MS is a disorder that affects the central nervous system, with leukocytes (inflammatory cells) attacking the body’s neurons and causing serious damage. A highly effective immunosuppressive treatment, natalizumab is an antibody that prevents leukocytes from crossing blood vessel walls into tissues such as the brain and spinal cord. The drug may also benefit secondary lymphoid organs, such as lymph nodes and the spleen, and inhibit reactivation in the central nervous system. It has been shown to significantly reduce leukocyte cell numbers in spinal fluid, with benefits continuing for six months after treatment.

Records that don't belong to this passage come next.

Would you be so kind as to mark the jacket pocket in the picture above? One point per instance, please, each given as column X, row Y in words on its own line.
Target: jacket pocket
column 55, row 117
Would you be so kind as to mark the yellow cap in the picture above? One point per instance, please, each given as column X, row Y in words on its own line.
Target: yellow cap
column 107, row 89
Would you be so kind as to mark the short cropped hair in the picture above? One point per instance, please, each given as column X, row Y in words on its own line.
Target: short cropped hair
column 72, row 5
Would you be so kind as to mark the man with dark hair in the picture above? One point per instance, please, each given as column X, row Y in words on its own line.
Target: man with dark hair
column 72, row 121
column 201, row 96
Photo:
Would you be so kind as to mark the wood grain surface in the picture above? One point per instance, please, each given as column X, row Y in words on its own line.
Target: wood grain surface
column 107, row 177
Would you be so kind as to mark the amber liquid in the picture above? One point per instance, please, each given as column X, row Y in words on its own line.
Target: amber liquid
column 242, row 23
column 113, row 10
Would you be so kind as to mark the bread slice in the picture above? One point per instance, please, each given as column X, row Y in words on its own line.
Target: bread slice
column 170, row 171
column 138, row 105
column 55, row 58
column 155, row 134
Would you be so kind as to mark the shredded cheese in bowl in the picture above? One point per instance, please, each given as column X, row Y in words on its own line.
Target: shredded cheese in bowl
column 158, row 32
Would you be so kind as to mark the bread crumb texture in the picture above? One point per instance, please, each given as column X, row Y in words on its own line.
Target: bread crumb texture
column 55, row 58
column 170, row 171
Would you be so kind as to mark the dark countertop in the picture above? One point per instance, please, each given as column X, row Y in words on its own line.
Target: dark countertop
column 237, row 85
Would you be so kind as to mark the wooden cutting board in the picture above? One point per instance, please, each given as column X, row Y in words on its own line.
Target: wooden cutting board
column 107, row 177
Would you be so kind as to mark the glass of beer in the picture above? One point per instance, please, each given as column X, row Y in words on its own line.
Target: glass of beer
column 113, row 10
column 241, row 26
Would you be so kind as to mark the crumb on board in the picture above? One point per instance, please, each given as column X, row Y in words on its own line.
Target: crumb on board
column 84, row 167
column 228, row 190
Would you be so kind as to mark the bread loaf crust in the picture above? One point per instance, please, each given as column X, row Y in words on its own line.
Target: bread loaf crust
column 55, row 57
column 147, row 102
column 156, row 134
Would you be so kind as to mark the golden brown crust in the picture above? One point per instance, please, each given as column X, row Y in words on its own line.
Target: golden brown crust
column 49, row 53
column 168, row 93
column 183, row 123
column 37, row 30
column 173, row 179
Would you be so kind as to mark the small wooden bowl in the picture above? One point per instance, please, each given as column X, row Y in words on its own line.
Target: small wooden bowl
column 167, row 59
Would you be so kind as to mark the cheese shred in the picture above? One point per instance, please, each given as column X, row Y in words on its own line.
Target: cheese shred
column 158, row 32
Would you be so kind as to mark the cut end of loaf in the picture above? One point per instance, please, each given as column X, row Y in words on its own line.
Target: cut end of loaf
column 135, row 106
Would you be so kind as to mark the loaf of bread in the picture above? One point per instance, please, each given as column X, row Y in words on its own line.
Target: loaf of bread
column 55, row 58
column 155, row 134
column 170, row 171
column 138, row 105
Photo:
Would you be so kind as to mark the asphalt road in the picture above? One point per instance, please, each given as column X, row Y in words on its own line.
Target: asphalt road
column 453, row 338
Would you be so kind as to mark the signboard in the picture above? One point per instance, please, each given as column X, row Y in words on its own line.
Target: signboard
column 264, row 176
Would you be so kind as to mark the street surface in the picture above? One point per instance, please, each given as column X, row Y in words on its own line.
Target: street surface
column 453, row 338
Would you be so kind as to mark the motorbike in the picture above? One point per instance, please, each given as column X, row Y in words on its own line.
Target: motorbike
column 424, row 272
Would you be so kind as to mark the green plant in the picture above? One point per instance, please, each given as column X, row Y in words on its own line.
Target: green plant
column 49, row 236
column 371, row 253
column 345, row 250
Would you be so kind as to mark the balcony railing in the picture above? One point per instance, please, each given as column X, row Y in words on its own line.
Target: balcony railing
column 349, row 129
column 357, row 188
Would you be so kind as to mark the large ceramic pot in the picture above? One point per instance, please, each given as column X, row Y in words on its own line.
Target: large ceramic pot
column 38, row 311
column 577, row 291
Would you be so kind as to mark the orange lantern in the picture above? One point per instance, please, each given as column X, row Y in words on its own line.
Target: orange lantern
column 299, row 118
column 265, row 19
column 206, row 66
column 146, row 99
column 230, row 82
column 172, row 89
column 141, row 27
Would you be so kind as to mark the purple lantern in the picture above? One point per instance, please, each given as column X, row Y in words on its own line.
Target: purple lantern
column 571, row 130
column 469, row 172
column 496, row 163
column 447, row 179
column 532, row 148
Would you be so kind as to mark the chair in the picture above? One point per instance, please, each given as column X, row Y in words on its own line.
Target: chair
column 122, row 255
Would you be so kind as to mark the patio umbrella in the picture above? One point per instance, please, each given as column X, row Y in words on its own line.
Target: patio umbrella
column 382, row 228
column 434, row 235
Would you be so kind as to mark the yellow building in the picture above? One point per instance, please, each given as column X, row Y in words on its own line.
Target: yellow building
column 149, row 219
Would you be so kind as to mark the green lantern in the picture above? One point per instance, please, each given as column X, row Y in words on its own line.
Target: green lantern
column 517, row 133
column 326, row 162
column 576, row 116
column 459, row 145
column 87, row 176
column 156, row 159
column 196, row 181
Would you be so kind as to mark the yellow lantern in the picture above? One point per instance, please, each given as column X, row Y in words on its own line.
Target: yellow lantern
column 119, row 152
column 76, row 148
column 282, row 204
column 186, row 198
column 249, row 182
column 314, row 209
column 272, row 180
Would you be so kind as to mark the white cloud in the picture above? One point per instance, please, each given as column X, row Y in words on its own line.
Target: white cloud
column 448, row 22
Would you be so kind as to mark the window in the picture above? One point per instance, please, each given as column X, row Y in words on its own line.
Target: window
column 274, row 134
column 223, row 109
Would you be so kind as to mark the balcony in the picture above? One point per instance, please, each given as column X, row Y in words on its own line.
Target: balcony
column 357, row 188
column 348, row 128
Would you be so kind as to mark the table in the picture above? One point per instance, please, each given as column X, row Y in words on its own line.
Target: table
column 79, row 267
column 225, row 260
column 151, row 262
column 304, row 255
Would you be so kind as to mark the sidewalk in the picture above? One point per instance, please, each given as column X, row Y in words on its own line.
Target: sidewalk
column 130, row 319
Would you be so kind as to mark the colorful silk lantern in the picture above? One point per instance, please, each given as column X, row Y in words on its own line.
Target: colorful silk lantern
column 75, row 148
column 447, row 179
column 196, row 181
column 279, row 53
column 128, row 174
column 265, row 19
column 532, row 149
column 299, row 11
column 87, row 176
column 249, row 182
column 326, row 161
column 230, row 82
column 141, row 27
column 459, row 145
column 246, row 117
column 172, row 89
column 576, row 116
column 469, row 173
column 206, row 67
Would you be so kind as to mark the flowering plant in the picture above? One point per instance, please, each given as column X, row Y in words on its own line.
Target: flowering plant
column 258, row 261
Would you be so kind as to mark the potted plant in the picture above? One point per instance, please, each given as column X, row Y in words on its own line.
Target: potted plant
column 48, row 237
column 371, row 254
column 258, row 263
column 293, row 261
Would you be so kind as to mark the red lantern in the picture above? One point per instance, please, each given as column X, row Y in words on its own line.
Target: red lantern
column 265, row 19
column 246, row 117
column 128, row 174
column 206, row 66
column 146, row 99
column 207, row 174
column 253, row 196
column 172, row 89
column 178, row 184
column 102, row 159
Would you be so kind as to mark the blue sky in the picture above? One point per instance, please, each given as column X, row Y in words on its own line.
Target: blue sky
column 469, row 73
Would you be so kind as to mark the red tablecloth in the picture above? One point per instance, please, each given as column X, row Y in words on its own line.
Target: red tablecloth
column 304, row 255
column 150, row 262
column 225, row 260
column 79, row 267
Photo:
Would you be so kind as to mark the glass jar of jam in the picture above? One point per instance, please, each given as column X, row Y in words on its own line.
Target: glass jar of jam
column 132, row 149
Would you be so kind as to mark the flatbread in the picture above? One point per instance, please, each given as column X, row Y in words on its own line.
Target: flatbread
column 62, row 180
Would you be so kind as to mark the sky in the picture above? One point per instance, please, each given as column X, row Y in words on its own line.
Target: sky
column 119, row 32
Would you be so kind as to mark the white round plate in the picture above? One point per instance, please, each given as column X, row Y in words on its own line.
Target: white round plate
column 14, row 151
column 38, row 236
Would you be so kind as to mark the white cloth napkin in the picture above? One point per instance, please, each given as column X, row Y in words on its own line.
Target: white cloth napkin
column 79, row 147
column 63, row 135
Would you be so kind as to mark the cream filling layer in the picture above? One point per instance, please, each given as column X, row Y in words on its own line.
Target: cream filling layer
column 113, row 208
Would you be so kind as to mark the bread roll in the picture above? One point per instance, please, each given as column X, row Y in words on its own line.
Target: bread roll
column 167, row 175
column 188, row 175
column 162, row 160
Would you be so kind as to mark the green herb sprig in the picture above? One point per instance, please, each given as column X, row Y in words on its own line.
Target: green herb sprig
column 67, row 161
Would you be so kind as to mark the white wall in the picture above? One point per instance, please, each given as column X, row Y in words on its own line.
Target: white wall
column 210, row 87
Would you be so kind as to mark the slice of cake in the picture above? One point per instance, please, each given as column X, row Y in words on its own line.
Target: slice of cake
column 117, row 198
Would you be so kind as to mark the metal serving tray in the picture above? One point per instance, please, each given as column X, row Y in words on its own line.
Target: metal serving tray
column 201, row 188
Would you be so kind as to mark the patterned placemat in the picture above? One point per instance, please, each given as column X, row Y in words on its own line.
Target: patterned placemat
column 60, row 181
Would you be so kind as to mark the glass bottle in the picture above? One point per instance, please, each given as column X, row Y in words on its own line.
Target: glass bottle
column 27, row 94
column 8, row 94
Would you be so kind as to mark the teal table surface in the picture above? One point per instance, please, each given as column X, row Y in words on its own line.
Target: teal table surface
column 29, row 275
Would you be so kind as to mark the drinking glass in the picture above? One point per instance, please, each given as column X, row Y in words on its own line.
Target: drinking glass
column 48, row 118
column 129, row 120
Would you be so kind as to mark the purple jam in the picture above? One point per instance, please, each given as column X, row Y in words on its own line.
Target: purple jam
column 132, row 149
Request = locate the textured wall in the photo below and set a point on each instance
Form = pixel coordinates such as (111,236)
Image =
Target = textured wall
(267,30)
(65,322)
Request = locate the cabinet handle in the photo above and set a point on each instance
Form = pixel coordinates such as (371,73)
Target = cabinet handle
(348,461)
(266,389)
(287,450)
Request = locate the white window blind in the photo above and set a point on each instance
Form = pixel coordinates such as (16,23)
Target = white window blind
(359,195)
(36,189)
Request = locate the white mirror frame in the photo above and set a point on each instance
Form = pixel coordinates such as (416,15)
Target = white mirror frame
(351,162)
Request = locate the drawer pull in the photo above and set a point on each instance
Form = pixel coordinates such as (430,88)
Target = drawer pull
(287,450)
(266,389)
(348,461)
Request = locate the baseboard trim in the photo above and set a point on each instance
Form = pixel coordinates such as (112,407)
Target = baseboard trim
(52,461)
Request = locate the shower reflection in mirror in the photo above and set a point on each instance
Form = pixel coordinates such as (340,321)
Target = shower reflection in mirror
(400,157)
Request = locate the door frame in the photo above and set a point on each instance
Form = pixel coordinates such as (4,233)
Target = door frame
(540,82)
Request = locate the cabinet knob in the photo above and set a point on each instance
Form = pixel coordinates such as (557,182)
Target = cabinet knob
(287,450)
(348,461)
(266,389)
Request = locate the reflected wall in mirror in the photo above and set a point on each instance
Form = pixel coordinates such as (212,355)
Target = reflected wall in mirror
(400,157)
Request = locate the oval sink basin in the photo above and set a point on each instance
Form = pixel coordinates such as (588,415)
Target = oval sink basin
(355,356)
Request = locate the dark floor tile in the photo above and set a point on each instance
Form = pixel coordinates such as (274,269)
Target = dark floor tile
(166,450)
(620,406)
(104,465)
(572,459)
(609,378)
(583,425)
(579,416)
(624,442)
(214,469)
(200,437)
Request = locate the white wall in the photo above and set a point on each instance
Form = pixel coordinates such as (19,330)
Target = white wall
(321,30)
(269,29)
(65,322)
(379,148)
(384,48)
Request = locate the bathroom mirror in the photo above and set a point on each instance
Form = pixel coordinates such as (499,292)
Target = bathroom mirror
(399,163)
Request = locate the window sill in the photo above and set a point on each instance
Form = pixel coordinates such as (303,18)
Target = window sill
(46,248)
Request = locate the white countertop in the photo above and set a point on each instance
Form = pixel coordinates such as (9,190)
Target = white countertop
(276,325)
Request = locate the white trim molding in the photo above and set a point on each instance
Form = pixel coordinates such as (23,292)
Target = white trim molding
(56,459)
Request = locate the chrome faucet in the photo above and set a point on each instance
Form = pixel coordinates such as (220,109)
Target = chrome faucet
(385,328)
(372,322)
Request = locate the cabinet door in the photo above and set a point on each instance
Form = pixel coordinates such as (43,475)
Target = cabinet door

“The release of natalizumab ushers in a new era in the treatment of MS,” says Dr. Olaf Stüve , author of the study, noting, however, that while the short-term risk-benefit ratio appears positive, the long-term risks remain unknown. “As therapy with natalizumab resumes worldwide, the neurologic community will garner more information about the long-term risks and benefits of this powerful therapeutic medication,” but for now natalizumab use is being strictly monitored. Both the FDA and TOUCH, a special distribution program designed to prevent patients not qualified for the treatment from receiving the drug, are working to make sure that any potential infectious complications are identified as early as possible.